The design decision was made to allow both FIFO and priority queue to be
available at the same timeq for all dsq's for three reasons. First, the new
priority queue is useful for the local dsq's too but they also need the FIFO
when consuming tasks from other dsq's as the vtimes may not be comparable
across them. Second, the interface surface is smaller this way - the only
additional interface necessary is scx_bpf_dispsatch_vtime(). Third, the
overhead isn't meaningfully different whether they're available at the same
time or not.

This makes it very easy for the BPF schedulers to implement proper vtime
based scheduling within each dsq very easy and efficient at a negligible
cost in terms of code complexity and overhead.
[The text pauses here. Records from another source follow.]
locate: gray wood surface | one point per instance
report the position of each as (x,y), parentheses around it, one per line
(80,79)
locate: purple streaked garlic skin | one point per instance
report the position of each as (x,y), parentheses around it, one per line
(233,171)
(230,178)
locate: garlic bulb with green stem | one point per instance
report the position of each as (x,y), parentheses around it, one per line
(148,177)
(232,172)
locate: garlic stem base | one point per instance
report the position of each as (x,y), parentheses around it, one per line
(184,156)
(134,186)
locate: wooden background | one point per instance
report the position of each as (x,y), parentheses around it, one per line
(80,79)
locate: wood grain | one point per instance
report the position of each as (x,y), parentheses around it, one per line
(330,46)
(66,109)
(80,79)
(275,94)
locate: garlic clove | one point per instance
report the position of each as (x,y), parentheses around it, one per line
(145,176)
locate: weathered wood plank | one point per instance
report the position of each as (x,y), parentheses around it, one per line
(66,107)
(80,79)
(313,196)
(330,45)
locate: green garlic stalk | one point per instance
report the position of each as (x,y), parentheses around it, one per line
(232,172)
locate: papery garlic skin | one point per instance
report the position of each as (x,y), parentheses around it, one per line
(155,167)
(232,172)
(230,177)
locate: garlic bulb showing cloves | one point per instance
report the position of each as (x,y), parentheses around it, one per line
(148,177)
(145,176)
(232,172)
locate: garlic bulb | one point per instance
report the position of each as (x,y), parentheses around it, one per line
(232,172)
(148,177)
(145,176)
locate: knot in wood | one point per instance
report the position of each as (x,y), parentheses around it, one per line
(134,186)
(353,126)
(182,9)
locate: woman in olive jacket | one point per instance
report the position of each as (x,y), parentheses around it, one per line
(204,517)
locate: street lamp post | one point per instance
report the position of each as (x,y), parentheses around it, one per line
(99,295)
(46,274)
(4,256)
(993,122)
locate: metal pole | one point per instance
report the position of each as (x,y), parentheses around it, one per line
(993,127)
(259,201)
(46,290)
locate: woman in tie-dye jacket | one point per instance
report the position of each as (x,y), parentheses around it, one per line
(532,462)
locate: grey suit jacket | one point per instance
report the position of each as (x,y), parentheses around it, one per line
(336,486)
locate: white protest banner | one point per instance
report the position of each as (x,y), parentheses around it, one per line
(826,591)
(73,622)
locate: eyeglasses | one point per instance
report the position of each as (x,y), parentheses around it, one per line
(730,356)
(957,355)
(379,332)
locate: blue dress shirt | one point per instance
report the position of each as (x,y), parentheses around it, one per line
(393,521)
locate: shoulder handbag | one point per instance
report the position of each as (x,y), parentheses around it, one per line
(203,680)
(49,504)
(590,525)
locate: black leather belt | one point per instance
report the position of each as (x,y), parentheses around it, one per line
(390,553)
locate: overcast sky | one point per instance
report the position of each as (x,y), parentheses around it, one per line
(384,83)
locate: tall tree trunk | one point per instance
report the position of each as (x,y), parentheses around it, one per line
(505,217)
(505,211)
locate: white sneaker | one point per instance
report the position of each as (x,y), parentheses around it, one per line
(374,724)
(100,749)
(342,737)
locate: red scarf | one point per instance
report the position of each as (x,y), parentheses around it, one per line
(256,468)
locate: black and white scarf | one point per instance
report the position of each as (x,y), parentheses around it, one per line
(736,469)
scx_simple and scx_example_flatcg are updated to default to weighted
vtime scheduling (the latter within each cgroup). FIFO scheduling can be
selected with -f option.

v2: p->scx.dsq_vtime was not initialized on load or across cgroup migrations
    leading to some tasks being stalled for extended period of time
    depending on how saturated the machine is. Fixed.
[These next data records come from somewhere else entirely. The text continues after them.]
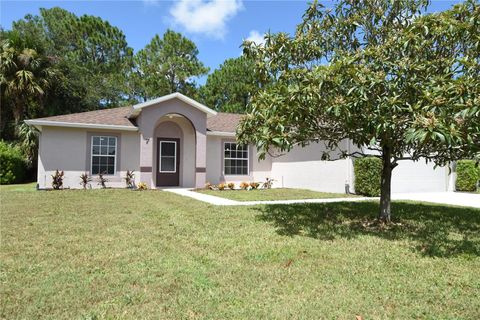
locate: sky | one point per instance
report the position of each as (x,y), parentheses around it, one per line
(217,27)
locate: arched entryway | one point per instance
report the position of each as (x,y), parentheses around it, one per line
(174,152)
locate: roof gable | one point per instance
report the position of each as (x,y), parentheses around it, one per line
(176,95)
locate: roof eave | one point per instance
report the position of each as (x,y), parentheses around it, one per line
(221,133)
(40,123)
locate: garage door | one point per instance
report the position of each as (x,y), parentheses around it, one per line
(418,176)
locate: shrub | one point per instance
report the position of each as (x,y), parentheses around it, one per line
(467,175)
(209,186)
(244,185)
(142,186)
(268,183)
(254,185)
(12,164)
(368,173)
(57,180)
(129,179)
(102,181)
(85,179)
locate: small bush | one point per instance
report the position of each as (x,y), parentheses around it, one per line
(12,164)
(368,173)
(467,175)
(209,186)
(130,179)
(84,180)
(254,185)
(57,180)
(102,181)
(268,183)
(142,186)
(244,185)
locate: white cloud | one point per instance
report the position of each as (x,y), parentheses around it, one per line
(256,37)
(151,2)
(207,17)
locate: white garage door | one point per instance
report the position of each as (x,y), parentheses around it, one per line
(418,176)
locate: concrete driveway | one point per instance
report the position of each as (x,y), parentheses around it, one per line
(453,198)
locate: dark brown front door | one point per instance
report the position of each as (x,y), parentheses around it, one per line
(168,162)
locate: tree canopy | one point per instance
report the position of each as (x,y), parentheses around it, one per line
(166,65)
(230,87)
(397,83)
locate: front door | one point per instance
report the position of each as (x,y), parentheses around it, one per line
(168,162)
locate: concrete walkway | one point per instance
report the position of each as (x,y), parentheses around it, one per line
(227,202)
(450,198)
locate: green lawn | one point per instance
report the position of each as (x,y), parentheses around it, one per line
(118,254)
(272,194)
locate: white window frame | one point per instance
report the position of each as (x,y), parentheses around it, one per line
(229,158)
(104,155)
(174,157)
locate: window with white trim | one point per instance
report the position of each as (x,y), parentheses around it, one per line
(104,153)
(235,159)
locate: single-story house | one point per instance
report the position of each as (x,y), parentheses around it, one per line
(176,141)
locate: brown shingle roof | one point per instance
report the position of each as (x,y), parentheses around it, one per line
(224,122)
(114,116)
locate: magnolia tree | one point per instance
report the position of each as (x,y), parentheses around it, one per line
(398,84)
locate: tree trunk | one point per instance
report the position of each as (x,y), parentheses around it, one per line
(386,185)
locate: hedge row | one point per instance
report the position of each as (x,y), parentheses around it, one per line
(468,175)
(13,167)
(368,173)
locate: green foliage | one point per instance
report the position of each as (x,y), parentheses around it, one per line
(396,81)
(28,136)
(84,180)
(102,181)
(130,179)
(57,180)
(166,65)
(230,87)
(468,175)
(25,75)
(368,172)
(12,164)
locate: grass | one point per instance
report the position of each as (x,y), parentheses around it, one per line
(114,254)
(272,194)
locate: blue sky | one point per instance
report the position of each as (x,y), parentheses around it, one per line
(217,26)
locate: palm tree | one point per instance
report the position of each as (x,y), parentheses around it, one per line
(24,76)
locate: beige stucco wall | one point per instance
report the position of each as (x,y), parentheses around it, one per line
(67,149)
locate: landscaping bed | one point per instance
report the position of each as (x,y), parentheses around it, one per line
(272,194)
(112,253)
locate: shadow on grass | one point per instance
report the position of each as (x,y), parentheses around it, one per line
(436,230)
Signed-off-by: Tejun Heo <tj@kernel.org>
Reviewed-by: David Vernet <dvernet@meta.com>
---
 include/linux/sched/ext.h        |  16 +++-
 init/init_task.c                 |   2 +-
 kernel/sched/core.c              |   3 +-
 kernel/sched/ext.c               | 137 +++++++++++++++++++++++++++----
 kernel/sched/ext.h               |   1 +
 tools/sched_ext/scx_common.bpf.h |   1 +
 tools/sched_ext/scx_flatcg.bpf.c |  72 +++++++++++++++-
 tools/sched_ext/scx_flatcg.c     |   6 +-
 tools/sched_ext/scx_simple.bpf.c |  73 +++++++++++++++-
 tools/sched_ext/scx_simple.c     |   8 +-
 10 files changed, 293 insertions(+), 26 deletions(-)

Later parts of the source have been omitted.